Oklahoma was just a week away from the start of the Big 12 schedule. The eight-time defending Big 12 champs have not lost a conference game in two seasons and are 84-4 against Big 12 opponents in the last five years.

The Sooners were off to a relatively sluggish season start by OU softball standards, in part due to injuries to senior pitching ace Giselle “G” Juarez and senior utility player Nicole Mendes. The left-handed Juarez, who was 28-4 a year ago in 32 starts in the circle for Oklahoma, had pitched only sparingly this season while recovering from a bicep injury. Mendes had just recently worked her way back into the lineup after recovering from an off-season ACL injury.

We’ll never know how the 2020 season would have progressed for Oklahoma softball or whether they would have been able to successfully maintain their conference supremacy. What we do know, however, is that Gasso was able to get strong contributions from a number of newcomers to the starting lineup, notably freshman first baseman Kinzie Hansen, who was batting .420, tied for seventh best in the Big 12 with teammate Jocelyn Alo.

In the pitching department, a pair of Sooner freshman had stepped up in the absence of Juarez and were getting solid results. Olivia Rains and Brooke Vestal had combined for five wins and no losses in nine starts, with an ERA of 2.45.

Gasso is fairly sure that her three seniors, Juarez, Mendes and pitcher Shannon Saile, who was 7-2 through 24 games this season with  team-best ERA of 1.87 and had logged the most innings of all the OU pitchers (60.0), will all come back for another year.

And that’s really good news for Gasso and the Sooners, who will now direct their attention and preparation to the 2021 season.

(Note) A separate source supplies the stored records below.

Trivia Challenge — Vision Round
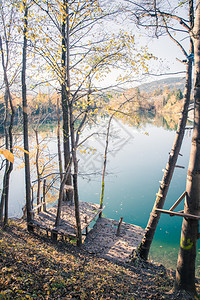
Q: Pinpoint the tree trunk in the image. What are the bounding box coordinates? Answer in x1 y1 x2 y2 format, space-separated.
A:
56 98 63 182
136 1 193 260
69 101 82 246
55 158 72 226
175 0 200 296
35 129 41 213
21 1 32 230
61 0 71 185
0 36 15 226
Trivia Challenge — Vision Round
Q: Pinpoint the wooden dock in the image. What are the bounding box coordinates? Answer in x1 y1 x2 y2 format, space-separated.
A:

The devil is in the details, as the popular saying goes, and there are still questions to be answered on the extended eligibility waiver regarding its impact and implementation. For example: Will there be a roster limit and will it be necessary to cut people.

“Whatever is thrown our way, we are ready to handle it,” said Gasso in an interview with The (Oklahoma City) Oklahoman. And that’s always been the way we’ve been.”